Cool kitchen science: Handmade ice cream

Give your first- or second-grader a beginner's lesson in chemistry with a favorite, frozen childhood treat.

By Sarah Henry

Food is a fantastic teaching tool. Children can learn about math, chemistry, nutrition, biology, culture, history — you name it — all while playing with something that's both tactile and tasty.

And since eating is an everyday activity, food-related exercises help kids explore their environment through a medium that's fun and familiar. Adults can pass on their values about food, stress the importance of eating wholesomely, and encourage kids to learn to cook dishes they love as well as try something new as part of an edible education. The activity that follows can be adapted for any age group. Enjoy!

The project: Discover ice-cream chemistry

What could make that summertime staple ice cream even cooler to your first- or second-grader? The science behind shaking and making a liquid into a sweet, creamy solid.

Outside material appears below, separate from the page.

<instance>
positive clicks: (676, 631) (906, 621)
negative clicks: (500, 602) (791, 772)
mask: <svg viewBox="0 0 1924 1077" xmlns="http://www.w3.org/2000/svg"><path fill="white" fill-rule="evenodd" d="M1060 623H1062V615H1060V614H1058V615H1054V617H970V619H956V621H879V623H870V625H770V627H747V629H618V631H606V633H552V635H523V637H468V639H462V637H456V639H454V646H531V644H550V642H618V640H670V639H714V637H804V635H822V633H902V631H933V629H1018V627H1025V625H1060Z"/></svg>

Explain to your child that when freezing the liquid ice-cream mixture, ice keeps things cold because it absorbs heat energy from its surroundings in order to melt, changing from a solid to liquid. Adding salt to the ice lowers the freezing point of the ice so that even more heat energy has to be absorbed from the surroundings (in this case, the ice-cream mixture) for the ice to melt. When enough heat has been removed from the liquid mixture, it freezes and becomes a solid. The larger salt crystals take more time to dissolve in the water around the ice, which allows for even cooling of the ice cream.

What you’ll need

1 cup milk or half-and-half
2 tablespoons sugar • ½ teaspoon vanilla extract
½ cup rock salt or ice-cream salt (the bigger the crystals the better)
3-4 cups ice cubes
1 pint-size Ziploc bag
1 gallon-size Ziploc bag
Spoon and cup measures
Optional: chocolate chips, sprinkles, or berries

Make it happen

Measure the sugar, milk, and vanilla extract in the smaller bag and seal well.
Place the salt and ice in the gallon-size bag.
Place the sealed smaller bag inside the bag with the salt and ice.
Seal the larger bag well. Now roll or shake the bags as you count to 100. Look at the mixture. Do you see a change?
Keep shaking, counting, and observing for about five minutes. You may want to wrap the bag in a dishtowel so that your hands don't get too cold.
The mixture should start to harden, so squeeze it every few minutes to check if it's ready.
When ice cream forms, take the small bag out of the larger one, add desired toppings, and enjoy eating the results.

GreatSchools tip

Ask your child to jot down beforehand what he thinks will happen and why. As you eat the ice cream, discuss what happens when the temperature of something changes and it can't hold its shape, introducing the concept of liquids and solids.

Sarah Henry is a Bay Area-based freelance food writer and the voice behind the blog Lettuce Eat Kale.